Long-Term Care

Identify fall risks at admission

LTC Nursing Assistant Trainer, February 12, 2009

Residents are at high risk of falls and other injuries during the first week of admission, when the resident is new to the facility. Occasionally, the first fall causes serious injury, but often there is more than one fall with no injuries before a fracture or other serious injury occurs.
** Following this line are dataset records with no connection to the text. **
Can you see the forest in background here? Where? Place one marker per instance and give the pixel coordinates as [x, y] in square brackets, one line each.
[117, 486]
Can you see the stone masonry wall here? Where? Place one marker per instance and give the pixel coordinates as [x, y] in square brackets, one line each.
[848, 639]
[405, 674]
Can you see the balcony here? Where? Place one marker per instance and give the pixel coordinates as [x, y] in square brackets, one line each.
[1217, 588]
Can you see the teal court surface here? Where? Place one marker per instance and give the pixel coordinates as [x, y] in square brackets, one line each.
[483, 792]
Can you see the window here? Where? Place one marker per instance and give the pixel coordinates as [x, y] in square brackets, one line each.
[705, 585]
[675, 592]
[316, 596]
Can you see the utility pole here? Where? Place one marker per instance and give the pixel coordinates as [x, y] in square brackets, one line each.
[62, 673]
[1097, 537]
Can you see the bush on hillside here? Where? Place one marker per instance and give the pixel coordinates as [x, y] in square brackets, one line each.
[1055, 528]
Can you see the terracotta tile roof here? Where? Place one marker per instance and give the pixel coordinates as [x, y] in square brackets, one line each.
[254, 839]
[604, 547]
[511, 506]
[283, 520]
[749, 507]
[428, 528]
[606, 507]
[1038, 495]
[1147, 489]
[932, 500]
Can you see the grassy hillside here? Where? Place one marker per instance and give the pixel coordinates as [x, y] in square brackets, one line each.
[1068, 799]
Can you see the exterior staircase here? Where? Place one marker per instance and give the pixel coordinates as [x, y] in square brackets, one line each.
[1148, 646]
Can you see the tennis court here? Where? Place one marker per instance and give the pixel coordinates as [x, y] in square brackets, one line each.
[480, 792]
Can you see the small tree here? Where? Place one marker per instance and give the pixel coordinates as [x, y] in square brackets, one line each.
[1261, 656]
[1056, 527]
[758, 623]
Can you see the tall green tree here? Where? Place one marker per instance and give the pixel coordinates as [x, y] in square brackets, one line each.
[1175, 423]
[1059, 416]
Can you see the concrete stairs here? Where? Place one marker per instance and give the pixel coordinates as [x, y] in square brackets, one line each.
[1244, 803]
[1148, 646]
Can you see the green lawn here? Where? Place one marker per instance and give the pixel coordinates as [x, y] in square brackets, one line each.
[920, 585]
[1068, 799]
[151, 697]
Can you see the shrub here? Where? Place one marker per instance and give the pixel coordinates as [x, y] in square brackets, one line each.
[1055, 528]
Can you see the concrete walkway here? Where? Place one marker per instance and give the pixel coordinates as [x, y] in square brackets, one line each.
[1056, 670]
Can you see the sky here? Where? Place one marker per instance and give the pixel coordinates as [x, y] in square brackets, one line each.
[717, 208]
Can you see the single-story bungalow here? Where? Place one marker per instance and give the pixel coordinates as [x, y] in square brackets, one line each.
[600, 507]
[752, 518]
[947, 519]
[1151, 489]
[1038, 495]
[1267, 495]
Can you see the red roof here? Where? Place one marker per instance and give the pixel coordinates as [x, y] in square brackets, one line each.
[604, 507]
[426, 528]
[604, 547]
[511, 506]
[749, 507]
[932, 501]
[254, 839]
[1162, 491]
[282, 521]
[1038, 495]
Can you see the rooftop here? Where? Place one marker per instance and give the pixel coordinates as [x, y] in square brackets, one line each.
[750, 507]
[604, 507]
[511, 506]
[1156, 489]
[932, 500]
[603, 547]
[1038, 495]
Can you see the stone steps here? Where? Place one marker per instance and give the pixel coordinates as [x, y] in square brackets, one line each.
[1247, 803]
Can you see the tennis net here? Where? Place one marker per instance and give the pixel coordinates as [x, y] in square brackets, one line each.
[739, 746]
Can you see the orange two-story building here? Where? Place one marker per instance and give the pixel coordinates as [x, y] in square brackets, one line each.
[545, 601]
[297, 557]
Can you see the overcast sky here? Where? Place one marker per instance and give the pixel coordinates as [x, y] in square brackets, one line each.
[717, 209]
No risk screening tool alone will identify all at-risk populations or risk factors. Take a fall history upon admission. Do not wait until the MDS and other risk assessments are done to care plan the fall risk. Risk factors that can be identified at the time of admission include the following:


• Surfaces. Most elderly persons fall on a level surface, whereas children fall from heights.
• Resident has history of stroke, cognitive impairment, arthritis, incontinence, and various other cardiovascular, neuromuscular, orthopedic, or psychiatric diagnoses.
• Delirium.
• Resident is acutely ill/has a condition that alters the ability to metabolize and excrete drugs.
• Resident is taking antipsychotics, antianxiety drugs, sedatives/hypnotics, antidepressants, cardiovascular medications, laxatives, or diuretics.
• Residents takes four or more drugs daily.
• Resident uses restraints/siderails.
• Resident has a history of previous falls.